PRINCIPAL BUILDING: Repton Hall, formerly Brentry Hill, later Brentry House, (1802, extended c1840, listed Grade II) was built in the Greek revival style to the designs of Humphry Repton and his son, John Adey Repton, Humphry Repton wrote of the house, which sits on a low eminence flanked by trees, that “few houses have been built with more attention to the situation and circumstances of the place than the villa at Brentry (Repton, 1803)." In the mid-C19 the house was enlarged from the original modest symmetrical three-bay villa built by Repton. This enlargement added the two additional bays on the south front, the loggia on the west front and the orangery to the east. The original design can still be clearly seen as the core of the bigger house. The house was restored and converted to apartments in the early C21.
GARDENS AND PLEASURE GROUNDS: the only gardens at Royal Victoria Park are some C20 shrubberies with C19 ornamental trees south and south-west of the house, on the south side of the south drive. In the crook of the elbow formed by the southern drive, the land platforms may still be discerned of abandoned tennis courts and a former croquet ground. Nothing else remains visible of the historic gardens and pleasure grounds. The site of the above ground grotto depicted in Peacock’s Polite Repository (1805) has not been previously located, though the orientation of the house shows that it stood adjacent to the southern drive.

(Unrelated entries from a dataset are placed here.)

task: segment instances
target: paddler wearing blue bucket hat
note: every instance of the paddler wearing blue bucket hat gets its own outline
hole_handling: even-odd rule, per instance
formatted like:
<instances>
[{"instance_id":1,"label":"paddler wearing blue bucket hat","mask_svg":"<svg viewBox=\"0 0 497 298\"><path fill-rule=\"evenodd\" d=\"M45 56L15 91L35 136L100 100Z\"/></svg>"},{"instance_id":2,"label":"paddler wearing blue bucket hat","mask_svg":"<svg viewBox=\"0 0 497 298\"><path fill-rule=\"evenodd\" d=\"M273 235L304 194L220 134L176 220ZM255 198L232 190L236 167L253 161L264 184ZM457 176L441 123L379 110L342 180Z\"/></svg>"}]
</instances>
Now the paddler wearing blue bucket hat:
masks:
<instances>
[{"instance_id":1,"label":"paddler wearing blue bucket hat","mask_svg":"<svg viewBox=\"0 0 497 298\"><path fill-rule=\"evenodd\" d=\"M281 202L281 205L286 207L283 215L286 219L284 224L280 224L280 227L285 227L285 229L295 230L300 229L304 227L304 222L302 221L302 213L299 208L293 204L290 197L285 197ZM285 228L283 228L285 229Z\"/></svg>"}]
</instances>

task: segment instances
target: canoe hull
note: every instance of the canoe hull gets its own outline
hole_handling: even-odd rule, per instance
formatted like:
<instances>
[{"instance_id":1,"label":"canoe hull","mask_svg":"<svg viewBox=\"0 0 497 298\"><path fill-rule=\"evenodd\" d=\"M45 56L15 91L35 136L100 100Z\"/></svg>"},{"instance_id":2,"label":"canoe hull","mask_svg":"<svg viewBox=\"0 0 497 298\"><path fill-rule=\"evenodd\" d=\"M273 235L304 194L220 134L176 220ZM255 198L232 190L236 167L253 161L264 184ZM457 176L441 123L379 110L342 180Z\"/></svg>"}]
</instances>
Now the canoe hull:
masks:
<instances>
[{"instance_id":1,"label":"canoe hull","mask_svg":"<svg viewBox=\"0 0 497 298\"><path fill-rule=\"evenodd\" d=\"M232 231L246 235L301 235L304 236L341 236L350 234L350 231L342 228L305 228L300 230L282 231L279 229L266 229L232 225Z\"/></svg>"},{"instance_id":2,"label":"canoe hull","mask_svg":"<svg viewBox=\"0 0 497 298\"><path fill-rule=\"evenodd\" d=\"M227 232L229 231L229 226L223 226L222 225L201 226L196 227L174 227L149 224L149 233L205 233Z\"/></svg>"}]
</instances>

THE PARK: the parkland slopes steeply away from the house to the west and north, and gently to the south, the remainder of the site being flat. There is a small wood in the triangle of land north of the junction of Passage Road and Charlton Road and a dense woodland belt which forms the north boundary of the park. Mature oak, lime and beech trees remain in the perimeter belts and some fine C19 specimens survive close to the house. Elsewhere the planting is from mid-to late C20 and unrelated to any earlier design in its location and species composition. The fences and ha-ha visible on the OS 25” to 1 mile 1st edition published in 1881, suggests that virtually the entire site was used for grazing. The only areas from which grazing was excluded were the perimeter tree belts along Passage Road; the belt of trees to the north; the drives; the ornamental planting along the ridge leading to the house and its immediate environs; and a triangular area of trees, possibly an orchard, in the east of the park. The extent of the park has been reduced by C20 and C21 developments, leaving only the areas south and west of the house intact. The remaining parkland has been replanted to the layout shown on the 1881 OS map under a section 106 planning agreement.
KITCHEN GARDEN: the walled kitchen garden is located east of, and adjacent to, the house. It was incorporated into the hospital buildings but remained in use throughout the institutional use of the property. In the early C21 it was set out as gardens for the apartments created in the house.